He laughed at her, pleasantly but derisively.

"Time to think!" he repeated. "Why, I have never seen you serious for five minutes in your life, except when you've been adding up Louise's housekeeping-books!"

She threw her cigarette into the grate, swung round toward him, and looked steadily into his face.

"Haven't you?" she said. "I can be. I often am. It isn't my correct pose, though. People don't like me serious. If they take me out or entertain me, they think they are being cheated if I am not continually gay. You see what it is to have a reputation for being amusing! Louise keeps me by her side to talk nonsense to her, to keep her from being depressed. Men take me out because I am bright, because I save them the trouble of talking, and they don't feel quite so stupid with me as with another woman. My young man at Bath wants to marry me for the same reason. He thinks it would be so pleasant to have me always at hand to chatter nonsense. That is why you like me, too. You have been pitched into a strange world. You are not really in touch with it. You like to be with some one who will talk nonsense and take you a little way out of it. I am just a little fool, you see, a harmless little creature in cap and bells whom every one amuses himself with."
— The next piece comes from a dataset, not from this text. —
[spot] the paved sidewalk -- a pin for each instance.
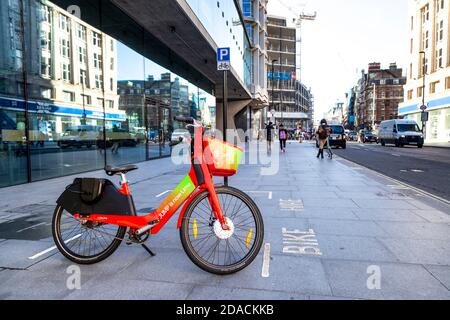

John stared at her for a moment, only half understanding.

"Why, little girl," he exclaimed, "I believe you're in earnest!"

"I am in deadly earnest," she assured him, her voice breaking a little. "Don't take any notice of me. I have had a wretched week, and it's a rotten world, anyway."

There was a knock at the door, and the waiter entered with the cocktails.

"Come," John said, as he took one from the tray, "I will tell you some news that will give you something to think about. I hope that you will be glad—I feel sure that you will. I want you to be the first to drink our healths—Louise's and mine!"

The glass slipped through her fingers and fell upon the carpet. She never uttered even an exclamation. John was upon his knees, picking up the broken glass.